Market reform eats into bank profits

(Xinhua) Updated: 2013-08-27 09:22

BEIJING -- The days of China's banks raking in easy fat profits have gone, for now, as the slowing economy and market-based financial reform squeeze profits and extend bad loans, semi-annual reports have shown.

By Monday, seven commercial lenders had published their semi-annual reports, and all of them report slower profits and higher non-performing loan ratios, although the facts are better than expected.

Profits of Ping An Bank Co. Ltd slowed the most from last year's growth rate of 45.2 percent to this year's 11.3 percent. China Construction Bank (CCB) saw the smallest growth rate gap of 2.02 percent.

Industrial Bank Co. Ltd saw the non-performing loan ratio climb by the most 0.14 percentage points to 0.57 percent. And those of Bank of Communications and CCB stood at the highest 0.99 percent.
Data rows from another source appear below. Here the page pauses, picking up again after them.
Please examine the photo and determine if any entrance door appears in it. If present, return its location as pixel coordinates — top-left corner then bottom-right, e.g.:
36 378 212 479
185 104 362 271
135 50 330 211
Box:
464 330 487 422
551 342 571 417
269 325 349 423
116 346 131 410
The numbers are in stark contrast to previous records with doubling of profits not uncommon.

Listed banks' first half performance was also in line with the data calculated by the China Banking Regulatory Commission (CBRC), the nation's banking regulator.

The combined net profits of the industry grew 13.83 percent to 753 billion yuan ($121.5 billion), compared with 23.3 percent in the same period a year ago. Non-performing loans totalled 539.5 billion yuan, an increase of 46.7 billion yuan from the year-beginning.

Slowing profits and rising bad loans are normal phenomena against the backdrop of weakening economic growth and market-based financial reform, analysts said.

China's economy has been stuck in a protracted slowdown, easing to 7.5-percent growth in the second quarter from 7.7 percent in the first three months.

As part of the drive to revitalize the economy through pumping more market impetus, the central bank scrapped the floor on lending rates in July, freeing banks to issue loans as cheaply as they wished.

Under the previous system, the central bank set guidelines for lending and deposit rates for commercial banks which were willing to lend to state-backed firms at artificially high rates.